引きこもったといっても客室に鍵がかけられるわけではない。トパーズのクルーは出入り自由なのだから、入ろうと思えば入ってこれてしまう。
カガが入ってきたのは、もう1時間以上前のことだった。まったく目を合わせようとしないモモカから、座席を一つ間において座り、ひたすら待ち続けていたのだ。
「やっと口を開いてくれて、ありがとう」
「お礼なんて、いわれる覚えない!」
またプイッと横を向いてしまうモモカに、優しく微笑みかける。得意の「きったねーの!」フェイスだ。
「いいえ。モモカさんの役割は大きかったんですよ。本当にありがとう」
そう丁寧に頭を下げられると、つい興味が出てしまう。
「あたし、何かした?」
「それはもう、モモカさんにしかできないことでした。時間に余裕がなかったので、事前にお話できませんでしたが……」
そう言って、説明を始めた。
まず必要なのは、時間と油断だった。カガが船外作業服に着替えて外に出るための時間と、与しやすい相手だと「あえて舐めさせる」ことだ。その点でロディという男はうってつけだった。なにしろ演技の必要がない。素の状態でバカにされる体質なのだから。
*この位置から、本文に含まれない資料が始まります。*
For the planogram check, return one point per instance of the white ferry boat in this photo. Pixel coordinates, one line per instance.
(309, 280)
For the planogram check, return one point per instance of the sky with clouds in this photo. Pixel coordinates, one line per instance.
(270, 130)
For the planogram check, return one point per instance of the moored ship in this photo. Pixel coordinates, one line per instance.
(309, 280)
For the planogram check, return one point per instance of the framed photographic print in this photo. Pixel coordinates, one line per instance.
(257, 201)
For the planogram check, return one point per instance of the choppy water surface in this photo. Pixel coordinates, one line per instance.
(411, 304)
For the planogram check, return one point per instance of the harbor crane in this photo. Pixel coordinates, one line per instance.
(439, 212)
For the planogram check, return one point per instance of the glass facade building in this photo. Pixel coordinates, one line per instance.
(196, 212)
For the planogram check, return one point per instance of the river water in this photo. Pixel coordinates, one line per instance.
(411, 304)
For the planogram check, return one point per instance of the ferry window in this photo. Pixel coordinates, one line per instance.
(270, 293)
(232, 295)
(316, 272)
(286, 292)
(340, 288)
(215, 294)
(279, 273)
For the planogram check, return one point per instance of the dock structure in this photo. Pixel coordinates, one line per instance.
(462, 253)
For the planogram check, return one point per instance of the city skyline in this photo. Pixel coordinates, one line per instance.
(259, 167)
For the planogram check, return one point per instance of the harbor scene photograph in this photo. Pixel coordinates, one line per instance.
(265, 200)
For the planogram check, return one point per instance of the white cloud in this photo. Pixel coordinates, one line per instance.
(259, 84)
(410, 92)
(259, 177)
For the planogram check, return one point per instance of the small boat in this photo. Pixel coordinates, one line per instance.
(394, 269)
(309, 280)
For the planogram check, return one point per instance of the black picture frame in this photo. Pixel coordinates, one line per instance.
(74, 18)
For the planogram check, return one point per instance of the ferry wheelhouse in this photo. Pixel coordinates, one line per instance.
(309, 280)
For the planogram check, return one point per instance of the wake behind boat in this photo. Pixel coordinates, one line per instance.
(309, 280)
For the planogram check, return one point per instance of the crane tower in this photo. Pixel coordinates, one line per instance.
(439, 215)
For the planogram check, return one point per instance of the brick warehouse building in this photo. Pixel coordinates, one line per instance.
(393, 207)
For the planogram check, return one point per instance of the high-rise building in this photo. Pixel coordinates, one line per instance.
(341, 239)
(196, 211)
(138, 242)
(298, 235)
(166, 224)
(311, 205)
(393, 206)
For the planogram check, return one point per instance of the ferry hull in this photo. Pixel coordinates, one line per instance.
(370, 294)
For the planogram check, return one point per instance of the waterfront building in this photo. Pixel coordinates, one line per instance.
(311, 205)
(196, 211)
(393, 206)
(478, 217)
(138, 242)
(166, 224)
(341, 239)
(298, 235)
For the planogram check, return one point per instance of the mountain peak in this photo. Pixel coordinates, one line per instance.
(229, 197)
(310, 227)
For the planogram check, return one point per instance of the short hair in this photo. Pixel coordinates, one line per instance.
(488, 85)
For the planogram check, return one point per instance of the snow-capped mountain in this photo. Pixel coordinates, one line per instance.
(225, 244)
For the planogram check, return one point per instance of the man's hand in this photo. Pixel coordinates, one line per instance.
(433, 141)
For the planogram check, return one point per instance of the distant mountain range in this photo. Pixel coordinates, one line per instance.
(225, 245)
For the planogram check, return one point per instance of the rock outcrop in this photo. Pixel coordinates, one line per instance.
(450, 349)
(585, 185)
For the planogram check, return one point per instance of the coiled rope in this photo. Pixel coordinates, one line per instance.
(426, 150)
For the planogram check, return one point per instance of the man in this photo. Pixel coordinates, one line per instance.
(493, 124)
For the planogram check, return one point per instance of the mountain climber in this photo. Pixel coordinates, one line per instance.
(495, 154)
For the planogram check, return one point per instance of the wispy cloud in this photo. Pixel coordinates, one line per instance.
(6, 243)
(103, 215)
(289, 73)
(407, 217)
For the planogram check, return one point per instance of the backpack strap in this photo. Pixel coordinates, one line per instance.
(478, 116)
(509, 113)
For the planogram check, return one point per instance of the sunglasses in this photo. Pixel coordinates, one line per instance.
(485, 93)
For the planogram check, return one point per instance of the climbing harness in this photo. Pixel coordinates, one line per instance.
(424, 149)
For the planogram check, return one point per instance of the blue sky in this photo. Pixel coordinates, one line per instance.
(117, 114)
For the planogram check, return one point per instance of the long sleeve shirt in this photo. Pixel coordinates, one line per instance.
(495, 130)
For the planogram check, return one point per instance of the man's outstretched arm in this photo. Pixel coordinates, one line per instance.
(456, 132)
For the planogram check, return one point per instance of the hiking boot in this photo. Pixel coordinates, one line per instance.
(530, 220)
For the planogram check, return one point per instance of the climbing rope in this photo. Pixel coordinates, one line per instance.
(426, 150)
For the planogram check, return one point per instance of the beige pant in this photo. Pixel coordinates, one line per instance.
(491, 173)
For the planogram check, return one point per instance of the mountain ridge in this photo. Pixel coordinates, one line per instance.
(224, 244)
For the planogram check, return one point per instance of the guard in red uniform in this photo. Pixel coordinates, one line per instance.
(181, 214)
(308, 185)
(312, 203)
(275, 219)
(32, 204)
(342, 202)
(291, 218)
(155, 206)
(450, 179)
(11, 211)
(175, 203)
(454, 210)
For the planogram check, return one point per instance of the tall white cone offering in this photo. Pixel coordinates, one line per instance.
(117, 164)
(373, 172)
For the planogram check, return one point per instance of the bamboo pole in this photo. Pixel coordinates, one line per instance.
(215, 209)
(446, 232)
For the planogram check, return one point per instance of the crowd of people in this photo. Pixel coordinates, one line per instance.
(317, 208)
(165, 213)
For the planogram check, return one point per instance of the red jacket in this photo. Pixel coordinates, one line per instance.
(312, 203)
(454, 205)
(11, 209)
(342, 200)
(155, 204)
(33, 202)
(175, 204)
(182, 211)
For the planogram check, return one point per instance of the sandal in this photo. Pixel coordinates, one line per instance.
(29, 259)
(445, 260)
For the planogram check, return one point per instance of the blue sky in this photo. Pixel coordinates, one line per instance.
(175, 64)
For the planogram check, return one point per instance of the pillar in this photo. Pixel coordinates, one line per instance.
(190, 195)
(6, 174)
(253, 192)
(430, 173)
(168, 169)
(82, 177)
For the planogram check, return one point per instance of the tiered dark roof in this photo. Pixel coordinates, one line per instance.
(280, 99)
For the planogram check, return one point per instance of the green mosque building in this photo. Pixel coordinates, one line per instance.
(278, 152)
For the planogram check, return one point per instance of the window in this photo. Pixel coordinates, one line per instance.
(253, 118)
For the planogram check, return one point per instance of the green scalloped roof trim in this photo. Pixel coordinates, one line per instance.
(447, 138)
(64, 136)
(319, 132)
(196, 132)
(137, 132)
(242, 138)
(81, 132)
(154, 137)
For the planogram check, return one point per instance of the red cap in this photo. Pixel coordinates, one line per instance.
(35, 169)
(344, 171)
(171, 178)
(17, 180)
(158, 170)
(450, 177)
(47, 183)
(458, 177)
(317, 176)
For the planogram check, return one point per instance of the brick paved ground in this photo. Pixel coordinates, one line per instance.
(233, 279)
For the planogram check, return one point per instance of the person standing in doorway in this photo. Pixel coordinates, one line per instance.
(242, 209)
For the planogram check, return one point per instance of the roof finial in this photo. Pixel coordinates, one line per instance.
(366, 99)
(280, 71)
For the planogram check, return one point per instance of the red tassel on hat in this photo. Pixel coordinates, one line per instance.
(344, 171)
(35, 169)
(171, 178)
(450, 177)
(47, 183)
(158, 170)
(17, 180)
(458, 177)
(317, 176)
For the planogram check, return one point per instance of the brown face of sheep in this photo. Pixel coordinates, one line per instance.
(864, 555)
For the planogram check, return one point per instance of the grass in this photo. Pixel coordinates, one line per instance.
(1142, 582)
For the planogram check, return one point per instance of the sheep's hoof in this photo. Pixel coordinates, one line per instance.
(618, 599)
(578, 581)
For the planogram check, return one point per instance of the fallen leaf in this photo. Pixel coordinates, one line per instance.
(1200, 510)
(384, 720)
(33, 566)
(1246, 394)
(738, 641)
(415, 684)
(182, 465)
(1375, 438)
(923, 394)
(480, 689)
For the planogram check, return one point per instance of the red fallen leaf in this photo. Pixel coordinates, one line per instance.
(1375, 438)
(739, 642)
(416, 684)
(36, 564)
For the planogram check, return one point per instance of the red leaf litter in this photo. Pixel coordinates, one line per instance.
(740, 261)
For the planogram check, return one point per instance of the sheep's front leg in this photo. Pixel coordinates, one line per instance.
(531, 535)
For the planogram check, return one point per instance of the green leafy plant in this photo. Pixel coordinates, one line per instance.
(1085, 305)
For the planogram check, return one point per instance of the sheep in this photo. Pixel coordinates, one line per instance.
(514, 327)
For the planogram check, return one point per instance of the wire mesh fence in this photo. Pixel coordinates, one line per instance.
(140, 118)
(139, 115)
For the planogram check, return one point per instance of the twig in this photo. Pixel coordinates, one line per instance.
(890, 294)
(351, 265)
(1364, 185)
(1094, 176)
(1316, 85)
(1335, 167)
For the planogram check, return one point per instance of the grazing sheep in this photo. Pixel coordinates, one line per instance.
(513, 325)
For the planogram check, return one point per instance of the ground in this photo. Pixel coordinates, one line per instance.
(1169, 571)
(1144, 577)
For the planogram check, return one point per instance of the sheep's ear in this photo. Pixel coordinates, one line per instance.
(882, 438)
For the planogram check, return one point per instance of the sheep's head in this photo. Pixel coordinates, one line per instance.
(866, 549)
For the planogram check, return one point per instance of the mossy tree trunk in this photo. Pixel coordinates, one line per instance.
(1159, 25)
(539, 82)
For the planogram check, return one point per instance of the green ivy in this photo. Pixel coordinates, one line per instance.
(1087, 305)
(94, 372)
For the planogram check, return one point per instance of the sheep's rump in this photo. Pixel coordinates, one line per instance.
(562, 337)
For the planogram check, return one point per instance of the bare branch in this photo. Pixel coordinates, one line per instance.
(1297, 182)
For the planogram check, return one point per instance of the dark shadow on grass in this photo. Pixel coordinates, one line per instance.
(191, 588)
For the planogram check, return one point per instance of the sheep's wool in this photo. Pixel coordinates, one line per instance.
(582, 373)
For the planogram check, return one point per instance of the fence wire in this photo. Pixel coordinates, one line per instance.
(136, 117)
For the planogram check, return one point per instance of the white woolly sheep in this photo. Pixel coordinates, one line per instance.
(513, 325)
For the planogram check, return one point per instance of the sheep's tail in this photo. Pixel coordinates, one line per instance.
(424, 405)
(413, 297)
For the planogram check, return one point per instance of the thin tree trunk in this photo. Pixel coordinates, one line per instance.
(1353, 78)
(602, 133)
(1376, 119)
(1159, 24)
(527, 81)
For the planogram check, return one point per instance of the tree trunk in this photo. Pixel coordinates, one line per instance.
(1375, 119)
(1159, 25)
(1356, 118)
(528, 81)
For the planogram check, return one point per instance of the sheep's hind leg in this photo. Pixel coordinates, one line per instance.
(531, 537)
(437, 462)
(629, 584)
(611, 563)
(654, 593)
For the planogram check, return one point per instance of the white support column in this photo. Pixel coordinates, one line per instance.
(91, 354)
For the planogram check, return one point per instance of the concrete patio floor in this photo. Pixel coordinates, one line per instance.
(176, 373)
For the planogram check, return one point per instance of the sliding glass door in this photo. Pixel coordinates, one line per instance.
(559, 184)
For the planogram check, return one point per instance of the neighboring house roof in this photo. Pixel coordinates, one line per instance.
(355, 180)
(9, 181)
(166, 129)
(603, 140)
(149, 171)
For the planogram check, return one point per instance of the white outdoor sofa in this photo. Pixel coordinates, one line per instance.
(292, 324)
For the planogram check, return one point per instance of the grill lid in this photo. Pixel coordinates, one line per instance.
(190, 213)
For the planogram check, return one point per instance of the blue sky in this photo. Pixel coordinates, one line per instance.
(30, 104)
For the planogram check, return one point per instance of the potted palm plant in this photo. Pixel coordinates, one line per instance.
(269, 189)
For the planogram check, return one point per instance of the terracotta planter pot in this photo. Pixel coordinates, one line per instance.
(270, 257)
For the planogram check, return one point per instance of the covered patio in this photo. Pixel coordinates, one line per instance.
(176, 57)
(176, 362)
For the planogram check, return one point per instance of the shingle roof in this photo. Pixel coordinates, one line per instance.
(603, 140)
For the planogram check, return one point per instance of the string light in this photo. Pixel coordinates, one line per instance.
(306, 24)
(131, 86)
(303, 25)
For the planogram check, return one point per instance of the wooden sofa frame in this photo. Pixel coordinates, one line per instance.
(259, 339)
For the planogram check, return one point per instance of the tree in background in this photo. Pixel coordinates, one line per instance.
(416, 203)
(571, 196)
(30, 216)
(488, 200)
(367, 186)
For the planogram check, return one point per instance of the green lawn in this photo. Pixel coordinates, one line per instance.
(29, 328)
彼には、ただ「イオンスタスターを切りたいと伝える」という単純なミッションを与えた。それだけでよかった。じっさい勝手に余計なことをベラベラと喋って時間を稼ぎ、勝手に敵を油断させてくれたのだから。さらにイオンスラスターの停止にも成功した。
その間にカガは船外に出た。灯が消えたミラージュのスラスターに取り付いたら、カイナガとモモカの出番だ。
まず、カイナガの飛び蹴りに合わせて映像上のロディを飛ばし、中継をコリンズからトパーズ船内に切り替える。背景はどちらも宇宙空間なので大きな違和感はないが、合成映像に気付かれないよう、念のためノイズでごまかした。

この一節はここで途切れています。